I went to Glasgow to see Baise Moi! French film with gratiuitous amounts of (real) sex, and even more gratuitous amounts of (simulated) violence. Made by Virginie Despentes, who also wrote it, it tells the story of two women to whom most (but not all) men are violent assholes, until they crack up and go on a killing spree. Sort of like Thelma and Louise for European adults.

Along the way, the film shows quite clearly how rape is not like sex, how it can affect people differently, the difference between sex for pleasure and sex for money, why in general you should respect other people and why it's a bad idea to use a gun in order to solve problems. In fact there the film falls down, because there is so much gratuitous violence it almost misses the point.

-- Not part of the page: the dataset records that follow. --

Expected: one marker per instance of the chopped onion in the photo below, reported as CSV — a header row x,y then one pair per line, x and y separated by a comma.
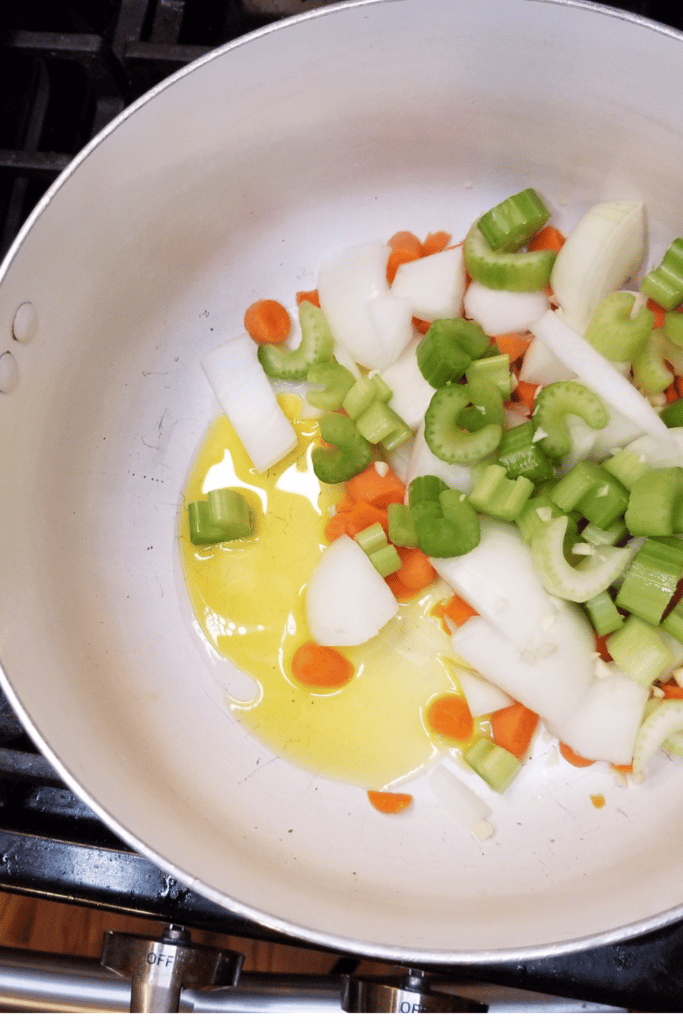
x,y
503,312
249,401
434,285
346,283
346,599
605,249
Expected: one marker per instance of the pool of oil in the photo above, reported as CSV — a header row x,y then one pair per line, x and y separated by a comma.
x,y
248,597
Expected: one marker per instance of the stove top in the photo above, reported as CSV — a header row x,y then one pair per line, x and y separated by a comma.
x,y
66,70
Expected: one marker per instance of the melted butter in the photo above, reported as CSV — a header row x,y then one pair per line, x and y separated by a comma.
x,y
248,598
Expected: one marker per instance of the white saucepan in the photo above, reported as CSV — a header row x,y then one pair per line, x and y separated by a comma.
x,y
229,181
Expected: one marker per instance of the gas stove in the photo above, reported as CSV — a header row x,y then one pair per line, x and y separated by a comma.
x,y
67,69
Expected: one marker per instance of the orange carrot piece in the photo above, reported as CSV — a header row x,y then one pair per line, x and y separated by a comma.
x,y
316,666
513,727
389,803
435,242
573,758
371,486
267,322
416,571
450,716
513,344
547,238
312,297
404,248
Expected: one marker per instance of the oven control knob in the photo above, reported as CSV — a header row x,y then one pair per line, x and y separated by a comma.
x,y
159,969
410,994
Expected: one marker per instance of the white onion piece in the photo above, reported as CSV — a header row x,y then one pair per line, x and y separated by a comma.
x,y
423,462
550,680
604,249
346,282
604,725
469,810
412,393
597,373
482,697
503,312
391,317
249,401
346,599
434,285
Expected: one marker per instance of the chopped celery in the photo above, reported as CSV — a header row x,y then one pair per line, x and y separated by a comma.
x,y
496,765
525,271
496,495
614,332
638,650
554,402
513,222
350,455
665,283
603,613
651,580
444,438
316,345
401,527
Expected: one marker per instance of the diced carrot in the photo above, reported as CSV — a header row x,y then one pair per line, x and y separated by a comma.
x,y
267,322
513,727
389,803
435,242
513,344
547,238
450,716
371,486
416,570
573,758
316,666
312,297
404,248
525,393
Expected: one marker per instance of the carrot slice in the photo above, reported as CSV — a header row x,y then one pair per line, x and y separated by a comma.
x,y
317,667
267,322
450,716
371,486
513,727
548,238
389,803
573,758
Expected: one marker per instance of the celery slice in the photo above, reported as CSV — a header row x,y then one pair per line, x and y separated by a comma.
x,y
593,573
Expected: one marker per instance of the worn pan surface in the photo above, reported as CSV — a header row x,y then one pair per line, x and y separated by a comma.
x,y
230,180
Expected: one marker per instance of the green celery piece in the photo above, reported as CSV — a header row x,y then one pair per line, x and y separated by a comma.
x,y
316,345
496,495
614,333
444,438
337,380
554,402
440,355
651,579
665,283
603,613
525,271
638,650
401,527
650,373
652,502
496,765
495,369
350,455
513,222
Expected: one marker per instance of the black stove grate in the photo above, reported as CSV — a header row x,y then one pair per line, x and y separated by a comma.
x,y
67,68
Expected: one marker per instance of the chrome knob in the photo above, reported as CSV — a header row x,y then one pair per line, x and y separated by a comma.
x,y
410,994
160,969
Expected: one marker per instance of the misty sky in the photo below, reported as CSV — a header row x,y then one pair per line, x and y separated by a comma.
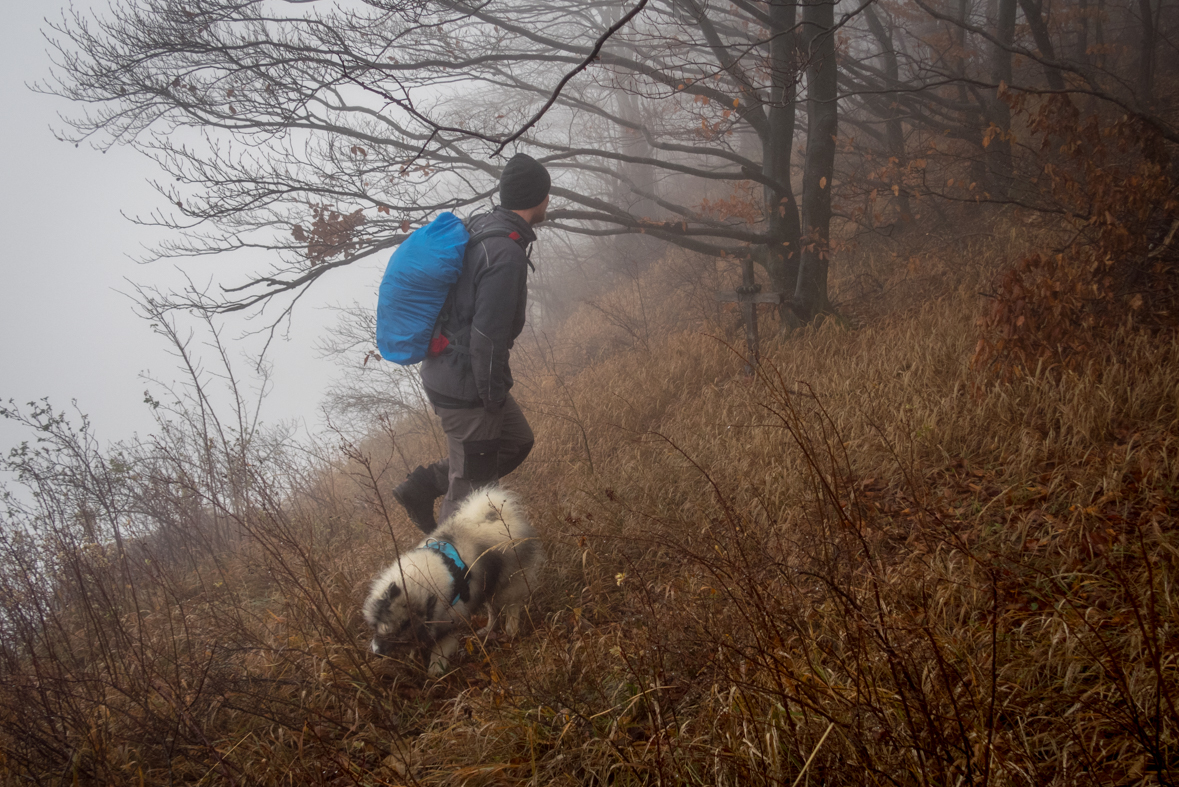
x,y
68,326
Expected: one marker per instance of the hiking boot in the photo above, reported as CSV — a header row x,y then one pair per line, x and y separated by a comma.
x,y
416,494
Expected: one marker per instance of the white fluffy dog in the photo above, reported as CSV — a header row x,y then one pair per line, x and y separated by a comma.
x,y
485,555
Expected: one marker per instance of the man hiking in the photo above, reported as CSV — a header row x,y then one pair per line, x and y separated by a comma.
x,y
468,383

I like this recent French attitude that films about sex should have sex in them. It just feels incredibly natural to see the characters fucking, given the context. Some of it makes you horny and most of it doesn't, in this case, because the context is so awful. The sex soon gets out of the way and lets you get closer to how the characters feeI. Granted, the film is not a maserpiece aside from this innovation, but it is competent and the innovation works.

I'm sorry if you find my fascination with sex in films boring. I grew up as an only child, in a very small community. I need to see the world depicted, in the public space, in order to make sense of it. When every imaginable aspect of the world is frankly depicted - and sex isn't - I feel like some sort of dirty weirdo, who is alone in having fantasies and desires. So, bravo to the (mainly European women) film directors who started showing sex as real.

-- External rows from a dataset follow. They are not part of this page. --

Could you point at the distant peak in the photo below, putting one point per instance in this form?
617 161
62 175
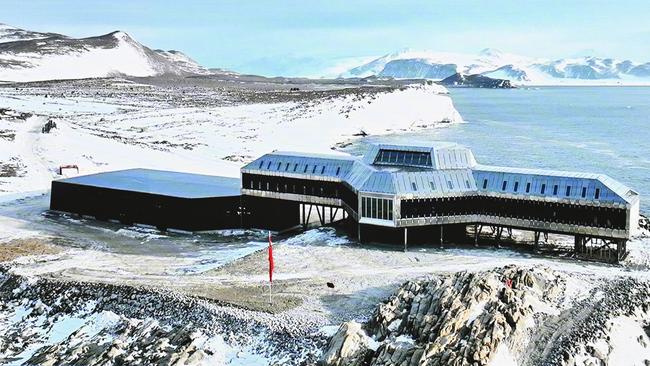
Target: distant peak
491 52
120 35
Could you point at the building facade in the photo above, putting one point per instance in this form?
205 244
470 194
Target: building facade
442 184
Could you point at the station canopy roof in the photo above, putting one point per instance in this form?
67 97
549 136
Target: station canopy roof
436 169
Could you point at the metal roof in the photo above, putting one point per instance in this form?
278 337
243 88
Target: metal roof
160 182
442 155
452 169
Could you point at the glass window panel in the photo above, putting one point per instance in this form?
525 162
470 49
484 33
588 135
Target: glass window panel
380 209
374 208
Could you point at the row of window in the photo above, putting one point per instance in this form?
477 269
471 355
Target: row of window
307 187
557 212
542 190
432 185
377 208
288 167
398 157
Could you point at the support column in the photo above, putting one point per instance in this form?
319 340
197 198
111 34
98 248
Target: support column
405 239
499 232
359 232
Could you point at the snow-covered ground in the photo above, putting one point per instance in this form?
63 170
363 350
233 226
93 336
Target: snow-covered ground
118 123
101 135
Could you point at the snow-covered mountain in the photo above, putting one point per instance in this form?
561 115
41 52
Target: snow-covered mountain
497 64
34 56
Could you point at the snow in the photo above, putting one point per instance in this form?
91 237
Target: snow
85 131
502 357
626 336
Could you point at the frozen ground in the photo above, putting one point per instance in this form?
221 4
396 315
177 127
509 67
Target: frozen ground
130 286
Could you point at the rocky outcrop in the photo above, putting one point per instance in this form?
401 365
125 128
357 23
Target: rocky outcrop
49 322
452 320
476 81
349 346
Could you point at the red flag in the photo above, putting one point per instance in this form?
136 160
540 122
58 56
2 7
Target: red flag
270 259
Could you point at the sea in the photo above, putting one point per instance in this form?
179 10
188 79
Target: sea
592 129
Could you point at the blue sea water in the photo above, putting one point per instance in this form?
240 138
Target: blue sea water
593 129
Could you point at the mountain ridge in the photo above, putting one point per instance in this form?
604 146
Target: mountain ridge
35 56
408 63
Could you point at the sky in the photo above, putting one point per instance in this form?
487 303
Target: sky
311 38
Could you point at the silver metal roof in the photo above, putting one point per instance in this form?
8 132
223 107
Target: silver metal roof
452 169
160 182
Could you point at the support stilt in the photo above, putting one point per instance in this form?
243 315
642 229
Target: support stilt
405 239
359 232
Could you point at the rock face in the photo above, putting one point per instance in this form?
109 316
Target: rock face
450 320
350 345
476 81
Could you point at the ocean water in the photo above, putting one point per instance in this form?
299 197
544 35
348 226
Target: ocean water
593 129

This makes me feel relaxed and, well, natural. For a change, I don't feel like the weirdo mentioned above. I feel I can go out mischievous, and horny, and smiling, and with a desire to do nice things to people. Usually, I only feel that way in Paris, Amsterdam, or San Francisco, places where sex (the respectful kind) is in the public space. Yep, this is important.

The CCA, in Glasgow is a nice new building. Glasgow in general seems to have been transformed from a drab post-industrial urban centre to a rather attractive and lively city. Must go there more often. And I want to live in France, although I'd try to meet less violent characters!